The changes are expected to hammer the shares of a number of Nasdaq-listed companies that count on mobile content as one of their main revenue sources, including Tom Online, Sina Corp., Linktone Ltd. and Sohu.com Inc., analysts said on Friday.

Details were sketchy, but changes included one-month free trials, said Tom Online Inc., one of several mobile content providers that had been told about the policy adjustments on Friday.

"Although Tom Online is currently in the process of making a detailed assessment of the potential impact of these new policies on the company's wireless Internet business, it believes the impact will be negative and significant," Tom Online said in a statement.

China Mobile's Hong Kong-listed arm, China Mobile Ltd., declined comment.

Analysts said they would downgrade revenue outlooks for companies likely to be affected, and expected shares of those companies to come under pressure.

Sina confirmed that there would be significant policy changes, but declined to elaborate.

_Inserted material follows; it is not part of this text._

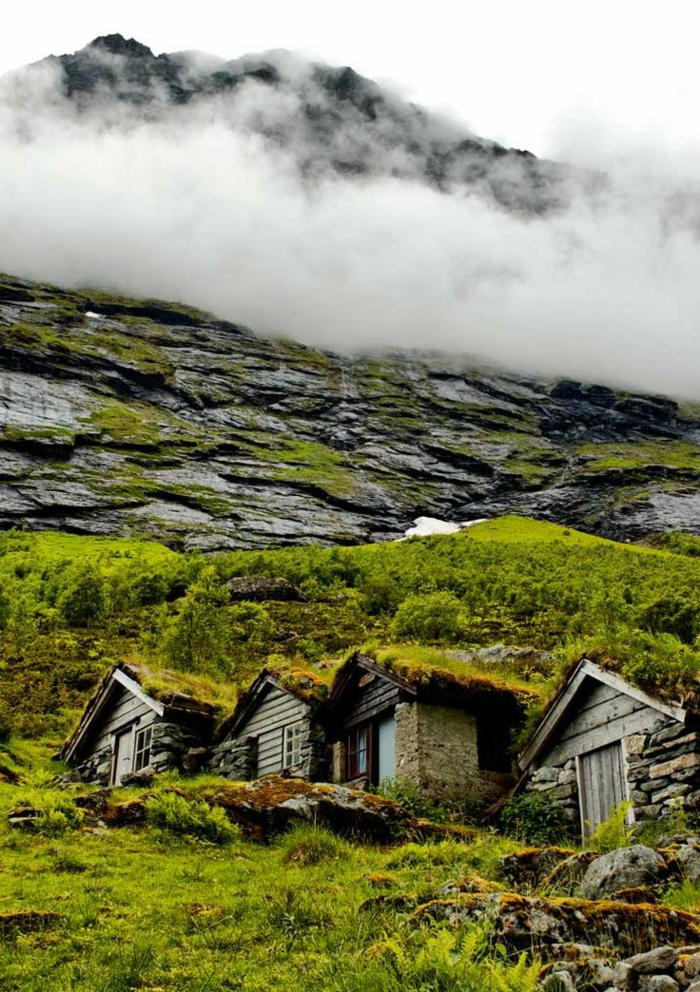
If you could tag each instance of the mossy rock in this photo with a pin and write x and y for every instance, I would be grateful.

A spokeswoman said Sina would issue a statement later on Friday.

The move is part of a campaign begun by China Mobile and its chief rival, the parent of Hong Kong-listed China Unicom, to clean up content-providing services offered over their networks.

Sina, Sohu, Linktone and others have been fined or punished over the past two years, as mobile carriers try to eliminate abusive billing practices and controversial content such as spam and pornography.

Tom Online said a new rule required subscribers to wireless content services to manually confirm their subscriptions a month after signing up, meaning that users would no longer be billed indefinitely for services they seldom used.

"We believe service providers would likely see significant revenue volatility over the next one to two quarters," JP Morgan analyst Dick Wei wrote in a research note.

"We expect roughly a 10 percent to 20 percent revenue impact across the second quarter of 2006 to the third quarter of 2006."

Piper Jaffray analyst Safa Rashtchy also expected "major impact" on wireless service providers.

"We believe the total impact of these services will be severe and could reduce revenues by 20 percent-30 percent in 2007, with potentially much more near-term impact," Piper Jaffray wrote.